Is Your Open-Source Code Fueling Human Rights Abuses?
This story is the first in a series on cultural battles facing the open-source community. You can read the second article, on governance, here, the third article, on the rights of end users, here, and the fourth article, on open-source incentives and the trajectory of #EthicalSource, here.
* * *
People generally agree that open source has problems — but what those problems are depends on who you ask.
If you ask Ruby developer and activist Coraline Ada Ehmke, the problem is ethics. Open-source developers can’t prevent organizations from using their code to unjust ends, and community leaders haven’t drawn moral boundaries around the use of their repositories.
According to author and media studies professor Nathan Schneider, the problem is governance. Open-source communities are largely monarchial — one leader with no term limit. Beyond that, they’re loosely organized. In the absence of official community structures, unofficial ones form, sometimes to the detriment of contributors, Schneider said.
Open-source consultant Tobie Langel talks about a disregard for end users. Open-source technology affects the lives of average people — why is there nothing in place to protect them?
Philosopher-engineer Don Goodman-Wilson pointed to big business. Corporations can take open-source code and use it to turn huge profits. Contributors to the original codebase don’t see a dime.
Ehmke, Schneider, Langel and Goodman-Wilson are among the people at the forefront of the Ethical Source Movement, which Ehmke founded. Their interests differ, but their goal is the same: to create an open-source ecosystem that is, in their view, more just.
Some open-source advocates think people like them are the problem.
How Open Source Took Over
Open-source code shows up everywhere — from household-name apps to military software. So what happens in open-source spaces affects the technology industry as a whole.
But that wasn’t always the case. To gain mainstream acceptance, free software advocates fought a long battle against corporate interests, finally establishing open source as the cutting edge of software development. (Consider: Microsoft, once one of free software’s staunchest opponents, now owns GitHub, the primary platform for open-source development.)
To win that uphill battle, free software trailblazers relied on a few de facto values.
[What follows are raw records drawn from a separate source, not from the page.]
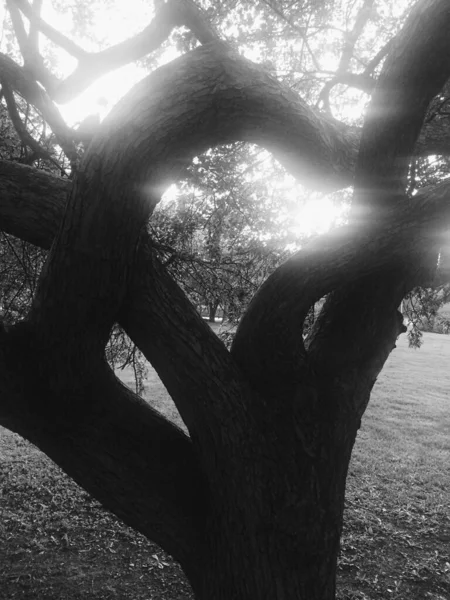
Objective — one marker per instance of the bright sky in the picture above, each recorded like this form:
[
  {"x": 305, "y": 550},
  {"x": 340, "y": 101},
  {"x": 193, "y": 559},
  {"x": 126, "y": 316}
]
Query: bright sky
[{"x": 120, "y": 21}]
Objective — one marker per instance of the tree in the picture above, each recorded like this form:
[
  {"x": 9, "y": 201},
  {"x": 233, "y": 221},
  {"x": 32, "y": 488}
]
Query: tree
[{"x": 251, "y": 502}]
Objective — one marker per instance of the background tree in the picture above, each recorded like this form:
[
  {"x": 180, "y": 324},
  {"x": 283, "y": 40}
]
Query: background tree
[{"x": 251, "y": 501}]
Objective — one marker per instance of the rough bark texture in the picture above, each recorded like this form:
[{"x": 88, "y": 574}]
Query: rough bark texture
[{"x": 251, "y": 501}]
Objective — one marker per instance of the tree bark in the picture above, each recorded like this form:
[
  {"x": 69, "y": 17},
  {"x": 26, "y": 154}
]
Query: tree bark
[{"x": 251, "y": 502}]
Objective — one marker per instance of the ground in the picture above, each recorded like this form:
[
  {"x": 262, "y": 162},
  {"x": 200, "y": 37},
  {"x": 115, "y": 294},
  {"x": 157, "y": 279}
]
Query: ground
[{"x": 58, "y": 544}]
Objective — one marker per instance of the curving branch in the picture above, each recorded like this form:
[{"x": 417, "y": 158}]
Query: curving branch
[
  {"x": 417, "y": 67},
  {"x": 141, "y": 466},
  {"x": 268, "y": 345}
]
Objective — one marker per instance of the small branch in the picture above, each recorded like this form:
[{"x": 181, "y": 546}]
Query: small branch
[
  {"x": 25, "y": 137},
  {"x": 360, "y": 81},
  {"x": 21, "y": 82},
  {"x": 174, "y": 13},
  {"x": 53, "y": 34},
  {"x": 373, "y": 64},
  {"x": 415, "y": 70},
  {"x": 33, "y": 37}
]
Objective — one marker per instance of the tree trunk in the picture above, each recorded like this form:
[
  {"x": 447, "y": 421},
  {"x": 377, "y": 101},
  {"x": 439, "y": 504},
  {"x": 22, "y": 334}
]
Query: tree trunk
[{"x": 276, "y": 518}]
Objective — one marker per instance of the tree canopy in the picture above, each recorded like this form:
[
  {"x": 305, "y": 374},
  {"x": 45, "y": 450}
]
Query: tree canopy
[{"x": 342, "y": 94}]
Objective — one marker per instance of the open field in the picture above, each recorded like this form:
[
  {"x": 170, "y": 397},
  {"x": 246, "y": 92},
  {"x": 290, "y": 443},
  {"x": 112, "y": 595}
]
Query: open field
[{"x": 58, "y": 544}]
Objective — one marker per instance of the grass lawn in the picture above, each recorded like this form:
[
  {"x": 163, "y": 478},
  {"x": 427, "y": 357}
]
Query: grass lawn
[{"x": 58, "y": 544}]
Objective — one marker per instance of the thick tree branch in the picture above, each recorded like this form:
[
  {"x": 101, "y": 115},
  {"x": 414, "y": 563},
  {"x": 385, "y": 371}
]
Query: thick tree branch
[
  {"x": 33, "y": 204},
  {"x": 141, "y": 466},
  {"x": 268, "y": 345},
  {"x": 155, "y": 311},
  {"x": 416, "y": 68}
]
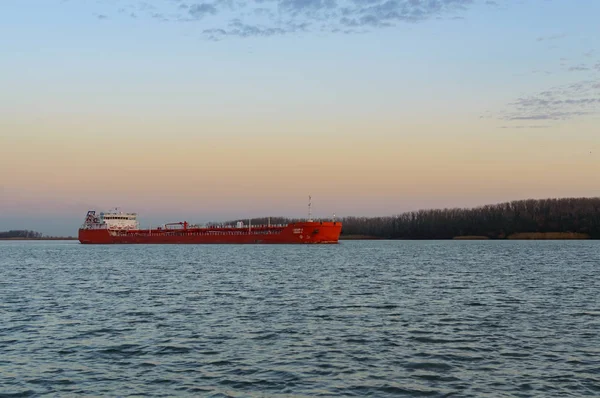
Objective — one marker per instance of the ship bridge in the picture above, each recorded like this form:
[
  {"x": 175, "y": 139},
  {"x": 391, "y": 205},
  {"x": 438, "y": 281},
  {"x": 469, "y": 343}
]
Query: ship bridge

One was meritocracy: May the best code win. This attitude pushed projects forward quickly, leading to indispensable software like the Linux kernel, which powers operating systems around the world.
Another was neutrality. Technological historian Melvin Kranzberg’s first law of technology states: “Technology is neither good nor bad; nor is it neutral.” Free software took a less nuanced approach, placing no limitations on the types of software its contributors could create, or how that software could be used. From a moral standpoint, technology was treated as neutral.
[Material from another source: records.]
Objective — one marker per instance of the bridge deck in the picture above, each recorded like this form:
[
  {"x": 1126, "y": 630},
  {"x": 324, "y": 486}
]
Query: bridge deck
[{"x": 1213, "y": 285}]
A third was volunteerism. Open-source contributors usually aren’t paid for their work. Many contributors add to projects as part of their day jobs. Some work for the enterprise arms of open-source projects. Others are there purely out of interest in the technology or a desire to build their resumes.
In the past few years, however, open source saw a series of shake-ups that called these values into question.
In 2018, for instance, Amazon Web Services added MongoDB, an open-source database project, to its suite of product offerings. MongoDB didn’t make any money from this addition. So, the project changed its license in an attempt to require Amazon to open-source the code for the rest of its services.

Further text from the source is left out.